029 ねこねこビール
クエストが無事完了し飲み屋で乾杯するパンヤ一行。タップはビールを注文しパンヤとワドウはねこねこビールを注文した。ねこねこビールとは猫専用のお酒である。
タップは泡の髭を作って飲むパンヤたちのねこねこビールが気になってしまう。
「それ、美味しいのか?」
パンヤは「にゃー美味しんだにゃー」と返す。
ワドウはねこねこビールをタップに差し出す。
「飲んでみるかにゃ?」
差し出されたねこねこビールを飲むタップ。
「ん? ……ちょっと甘い」
どうやら甘みのあるビールのようだ。
ワドウにねこねこビールを返すと、普通のビールを飲み始めるタップ。
「俺は普通のでいい」
どうやらねこねこビールは猫の口に合うように開発されたお酒らしい。
〇
飲み会が終わると火照りながら帰路へ着くパンヤ。
「にゃーん」
なんとなく言ってみたにゃーん。
パンヤは家に着くと急いで駆けつけてくるコーギーのショクパンを抱きしめる。
「にゃーん、会いたかったんだにゃー」
そう言いながらショクパンの顔面に自分の顔面を擦りつける。
そしてショクパンから手を離すと手洗いうがいをしに洗面台へと向かう。
手洗いうがいを終えると少し遅くなってしまったショクパンに夕飯を用意するパンヤ。
「遅くなって悪かったんだにゃ。

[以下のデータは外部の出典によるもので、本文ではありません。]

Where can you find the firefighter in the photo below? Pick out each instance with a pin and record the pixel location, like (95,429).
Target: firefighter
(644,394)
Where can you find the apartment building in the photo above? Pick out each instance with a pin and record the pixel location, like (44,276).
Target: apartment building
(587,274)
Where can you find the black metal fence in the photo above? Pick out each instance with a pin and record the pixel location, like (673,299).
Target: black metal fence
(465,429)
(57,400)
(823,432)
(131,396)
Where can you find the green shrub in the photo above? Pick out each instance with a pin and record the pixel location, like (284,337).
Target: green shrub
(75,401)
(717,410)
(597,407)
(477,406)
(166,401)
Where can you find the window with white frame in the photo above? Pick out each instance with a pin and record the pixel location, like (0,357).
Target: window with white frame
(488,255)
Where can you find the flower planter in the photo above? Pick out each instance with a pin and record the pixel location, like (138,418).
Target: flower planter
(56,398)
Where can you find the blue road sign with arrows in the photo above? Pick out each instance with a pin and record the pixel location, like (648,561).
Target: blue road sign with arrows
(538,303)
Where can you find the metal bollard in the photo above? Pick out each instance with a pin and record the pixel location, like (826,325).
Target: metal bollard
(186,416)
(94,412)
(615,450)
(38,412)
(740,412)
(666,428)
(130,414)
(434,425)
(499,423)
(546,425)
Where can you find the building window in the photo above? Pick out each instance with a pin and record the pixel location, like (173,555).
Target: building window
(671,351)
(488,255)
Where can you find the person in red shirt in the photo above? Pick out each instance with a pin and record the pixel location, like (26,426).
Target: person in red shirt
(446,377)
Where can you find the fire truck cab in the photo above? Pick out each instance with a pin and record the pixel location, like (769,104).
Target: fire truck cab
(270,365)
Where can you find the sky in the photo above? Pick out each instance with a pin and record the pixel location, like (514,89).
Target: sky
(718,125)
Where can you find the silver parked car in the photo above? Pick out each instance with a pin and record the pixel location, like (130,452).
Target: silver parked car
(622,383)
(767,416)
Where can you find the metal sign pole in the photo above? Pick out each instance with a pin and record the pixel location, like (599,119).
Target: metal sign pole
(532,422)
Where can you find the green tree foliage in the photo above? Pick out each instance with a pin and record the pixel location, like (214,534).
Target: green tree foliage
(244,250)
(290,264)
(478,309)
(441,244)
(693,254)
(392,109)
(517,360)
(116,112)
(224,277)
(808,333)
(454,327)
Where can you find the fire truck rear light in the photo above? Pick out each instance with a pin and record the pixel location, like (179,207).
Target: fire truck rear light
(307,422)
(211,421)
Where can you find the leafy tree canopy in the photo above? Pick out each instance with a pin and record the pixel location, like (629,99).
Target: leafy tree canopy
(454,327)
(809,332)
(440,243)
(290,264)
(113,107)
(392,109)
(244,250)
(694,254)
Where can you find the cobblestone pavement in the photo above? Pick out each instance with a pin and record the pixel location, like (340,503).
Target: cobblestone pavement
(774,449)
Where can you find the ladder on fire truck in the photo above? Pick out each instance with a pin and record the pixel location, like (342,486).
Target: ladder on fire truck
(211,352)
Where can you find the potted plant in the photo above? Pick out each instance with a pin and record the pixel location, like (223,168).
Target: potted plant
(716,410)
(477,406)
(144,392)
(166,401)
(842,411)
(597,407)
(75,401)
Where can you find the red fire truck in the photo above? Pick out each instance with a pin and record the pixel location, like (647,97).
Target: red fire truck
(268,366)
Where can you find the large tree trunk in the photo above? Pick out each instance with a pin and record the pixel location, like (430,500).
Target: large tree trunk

今日は少し多めにするにゃ」
パンヤはフードボールにいつもより少々多めにドッグフードを盛りつける。
いつもの定位置へ置くとショクパンは駆けつけてご飯を食らおうとする。
しかしパンヤはいつもの如く「待て」と指示を出す。すると利口なことにショクパンは空腹を我慢して待つ。
「にゃー律儀なんだにゃー」
すると「よし!」と言って食べてもよいサインを出す。一生懸命にドッグフードを食らい始めるショクパン。
「遅くなって悪かったんだにゃー」
今度は自分のお茶を飲むためにやかんに水を入れてお湯を沸かし始めるパンヤ。お湯が沸くと急須に茶葉を入れてお湯を注ぐ。そして急須を軽く円を描くように回すとマグカップにお茶を注いだ。